La salida del túnel iba a iniciarse a finales de los cincuenta, y no por la vía de la literatura, sino gracias a las ciencias sociales. Un enorme creador literario, Francisco Ayala, que por azares de la vida había tenido que enseñar y escribir sobre sociología, publicó en Méjico su Razón del mundo: la preocupación de España, un libro luminoso en el que se distanciaba de los planteamientos de su propia generación. Era la época en que, desde Barcelona, Jaume Vicéns Vives (guiado también inicialmente por esta preocupación por explicar el atraso español) iniciaba la renovación de la historia en términos cercanos a la escuela de los Annales, lo que le llevaba a hablar simplemente de industria, demografía, o élites sociales. Y desde Vera de Bidasoa y Madrid, coincidieron alrededor de 1960 en esta misma embestida Julio Caro Baroja, quien tituló explícitamente un pequeño libro El mito de los caracteres nacionales, y José Antonio Maravall, que trató el tema en varios artículos dedicados a la obra de Sánchez Albornoz y Menéndez Pidal.

La réplica, comprensiblemente airada, corrió a cargo de Madariaga y Sánchez Albornoz.

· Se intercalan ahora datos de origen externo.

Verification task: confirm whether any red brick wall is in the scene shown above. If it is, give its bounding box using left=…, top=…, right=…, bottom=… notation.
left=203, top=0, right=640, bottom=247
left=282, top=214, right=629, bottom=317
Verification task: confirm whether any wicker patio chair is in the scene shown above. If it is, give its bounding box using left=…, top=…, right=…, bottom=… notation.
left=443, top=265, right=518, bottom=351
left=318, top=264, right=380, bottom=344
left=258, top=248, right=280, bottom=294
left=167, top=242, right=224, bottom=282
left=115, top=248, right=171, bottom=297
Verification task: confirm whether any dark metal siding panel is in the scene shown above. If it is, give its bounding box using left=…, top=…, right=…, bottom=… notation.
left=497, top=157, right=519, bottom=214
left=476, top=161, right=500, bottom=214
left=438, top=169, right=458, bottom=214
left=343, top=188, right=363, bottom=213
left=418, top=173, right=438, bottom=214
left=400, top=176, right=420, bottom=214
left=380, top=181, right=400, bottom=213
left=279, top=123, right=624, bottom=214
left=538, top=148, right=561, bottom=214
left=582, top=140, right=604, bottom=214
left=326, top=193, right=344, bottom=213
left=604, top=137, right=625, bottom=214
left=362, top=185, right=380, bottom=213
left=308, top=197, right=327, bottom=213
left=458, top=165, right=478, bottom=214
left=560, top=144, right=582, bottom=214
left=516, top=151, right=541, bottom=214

Y fue Maravall quien sostuvo la polémica, valiente y difícil porque era contra sus maestros, y tituló uno de sus artículos, publicado en la Revista de Occidente, igual que el expresivo librito de Caro Baroja. Aquella nueva manera de ver las cosas nos sedujo a muchos de los entonces jóvenes, entre otras razones porque nos liberaba de un peso agobiante. Y en estos días, cuando termina el año en que ha muerto Caro Baroja y se cumplen diez de la desaparición de Maravall, quisiera aprovechar para rendirles este pequeño homenaje. Como debemos rendírselo a ese otro gran escritor y gran intelectual, afortunadamente vivo y creativo, que se llama Francisco Ayala. Ellos cerraron unas disquisiciones sobre la esencia nacional que hoy a la mayoría nos parecen carentes de sentido. Aunque algunos sigan obsesionados por la identidad colectiva, esta vez no ya de España, sino de los nacionalismos alternativos.

José Álvarez Junco es catedrático de Historia de las Ideas y los Movimientos Sociales en la Universidad Complutense. Ocupa actualmente la cátedra Príncipe de Asturias de Historia de España en la Universidad de Tufts (Boston, Massachusetts).